L’agence a ajouté qu’elle avait « identifié un nombre plus élevé que prévu de cas de dengue parmi les voyageurs américains revenant » de pays tels que l’Afghanistan, le Bangladesh, la Bolivie, la Colombie, les Îles Cook, Cuba, la Guyane, les Maldives, le Mali, la Mauritanie, la Nouvelle-Calédonie, le Pakistan, les Samoa, le Soudan, le Timor-Leste et le Vietnam.
Jusqu’à présent, 496 cas ont été signalés aux États-Unis en 2026, selon le CDC.
Pour prévenir l’infection, l’agence a conseillé aux voyageurs d’utiliser « un insectifuge enregistré par l’EPA », de porter « des chemises à manches longues et des pantalons longs à l’extérieur » et de dormir « dans une pièce climatisée ou avec des moustiquaires ». Il est également préférable d’éviter toute exposition pendant les pics d’activité des moustiques, en particulier après le lever et le coucher du soleil.
La dengue a été pratiquement éradiquée des États-Unis dans les années 70, mais le pays connaît des épidémies tous les deux à cinq ans en raison du retour de voyageurs infectés. Les personnes les plus à risque de contracter le virus sont les femmes enceintes, les enfants de moins de cinq ans et les adultes de plus de 65 ans. Environ 40 à 80 % des personnes qui développent la maladie ne présentent aucun symptôme.
Les traitements contre la dengue consistent à se reposer autant que possible, à prendre de l’acétaminophène contre la douleur et la fièvre et à boire des liquides pour rester hydraté.
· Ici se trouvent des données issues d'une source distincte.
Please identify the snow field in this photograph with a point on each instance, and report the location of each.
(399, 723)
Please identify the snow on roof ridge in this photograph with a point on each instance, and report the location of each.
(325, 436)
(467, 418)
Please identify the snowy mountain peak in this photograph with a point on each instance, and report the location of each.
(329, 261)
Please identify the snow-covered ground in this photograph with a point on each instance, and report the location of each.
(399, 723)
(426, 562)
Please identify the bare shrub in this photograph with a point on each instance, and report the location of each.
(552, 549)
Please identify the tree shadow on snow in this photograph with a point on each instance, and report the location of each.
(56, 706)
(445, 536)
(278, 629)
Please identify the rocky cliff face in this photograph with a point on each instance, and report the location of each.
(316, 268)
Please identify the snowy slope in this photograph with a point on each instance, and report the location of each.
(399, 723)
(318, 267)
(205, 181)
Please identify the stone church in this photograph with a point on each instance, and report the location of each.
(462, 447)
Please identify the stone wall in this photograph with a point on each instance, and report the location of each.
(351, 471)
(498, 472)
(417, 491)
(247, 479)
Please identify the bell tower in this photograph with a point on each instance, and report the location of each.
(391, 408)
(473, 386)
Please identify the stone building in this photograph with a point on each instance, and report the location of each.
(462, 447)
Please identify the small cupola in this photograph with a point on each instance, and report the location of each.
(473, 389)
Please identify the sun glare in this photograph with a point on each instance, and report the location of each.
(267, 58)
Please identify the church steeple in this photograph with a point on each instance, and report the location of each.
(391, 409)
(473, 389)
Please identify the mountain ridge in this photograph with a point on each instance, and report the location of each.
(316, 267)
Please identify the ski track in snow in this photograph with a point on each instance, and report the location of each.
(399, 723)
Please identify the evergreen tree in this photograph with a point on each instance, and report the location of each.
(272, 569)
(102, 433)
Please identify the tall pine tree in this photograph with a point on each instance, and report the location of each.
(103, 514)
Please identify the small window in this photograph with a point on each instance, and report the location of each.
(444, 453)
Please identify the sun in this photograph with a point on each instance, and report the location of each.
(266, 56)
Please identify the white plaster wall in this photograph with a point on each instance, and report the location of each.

La prise d’aspirine ou d’anti-inflammatoires comme l’ibuprofène n’est pas recommandée, car ces médicaments agissent comme anticoagulants et peuvent aggraver les saignements.
Il est également conseillé aux patients atteints de la maladie d’éviter les piqûres de moustiques à leur arrivée chez eux pendant une semaine, car la dengue peut encore être détectée dans le sang. Une fois qu’une personne s’est remise de la dengue, elle sera immunisée contre le type de virus par lequel elle a été infectée, mais pas contre les trois autres types de dengue qui existent.
Contracter à nouveau la maladie peut augmenter le risque de symptômes graves. Un vaccin contre la dengue existe aux États-Unis pour les enfants âgés de neuf à 16 ans qui ont déjà eu la maladie et vivent dans des régions où elle est courante. Trois doses sont nécessaires sur une période d’un an.